By the end of another week interest began to flag. The particles of gold collected in the test pannings were small in size, and few in number, the
work was hard and distasteful, and it became more and more difficult for the girl to explain to them that these grains were not the ultimate reward for the work, that they were only tests, and that the real reward would not be visible until spring when they would clean up the gravel dumps that were mounding up beside the shafts. The Indians wanted to know how this was to be accomplished, and Snowdrift suddenly realized that she did not know. She tried to remember what Brent had told her of the sluicing out process, and realized that he had told very little. Both had been content to let the details go until such time as the sluicing should begin. Vaguely, she told the Indians of sluice boxes and riffles, but they were quick to see that she knew not whereof she spoke. In vain, she told them that Brent would explain it all when he returned, but they had little use for this white man who had no hooch to trade. At last, in desperation, she hit upon the expedient of showing the Indians more gold. From Brent's sack she extracted quantities of dust which she displayed with pride.

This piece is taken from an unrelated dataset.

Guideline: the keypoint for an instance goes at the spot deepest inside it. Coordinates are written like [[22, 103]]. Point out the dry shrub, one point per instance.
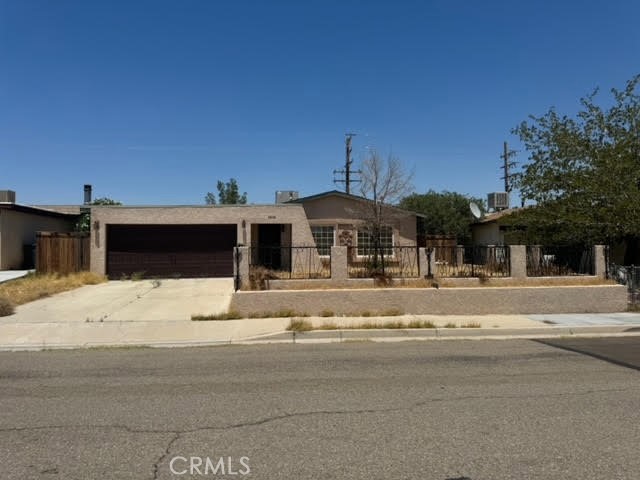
[[231, 315], [259, 278], [6, 307], [34, 286], [299, 325]]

The plan worked at first, but soon, the Indians became dissatisfied with their own showing, and either knocked off altogether, or ceased work on the shafts and began to laboriously pan out their dumps, melting the ice for water, and carrying the gravel, a pan at a time, to their cabins.
This too, was abandoned after a few days, and the Indians returned to their traps, and to the
snaring of rabbits. Only Snowdrift and old Wananebish kept up to the work of cutting and hauling the wood, tending the fires, and throwing out the gravel. Despite the grueling toil, Snowdrift found time nearly every day to slip up and visit Brent's cabin. Sometimes she would go only to the bend of the river and gaze at it from a distance. Again she would enter and sit in his chair, or moving softly about the room, handle almost reverently the things that were his, wiping them carefully and returning them to their place. She purloined a shirt from a nail above his bunk, and carrying it home used it as a pattern for a wonderfully wrought shirt of buckskin and beads. Each evening, she worked on the shirt, while Wananebish sat stolidly by, and each night as she knelt beside her bunk she murmured a prayer for the well-being of the big strong man who was hers.
But whether it was at the shaft, at her needle, at her devotions, or upon her frequent trips to his cabin, her thoughts were always of Brent, and her love for him grew with the passing of the days until her longing for his presence amounted, at times, almost to a physical pain. One by one, she counted the days of his absence, and mentally speculated upon his return. After the second week had passed she never missed a day in visiting his cabin. Always at the last bend of the river, she quickened her steps, and always she paused, breathless, for some sign of his return.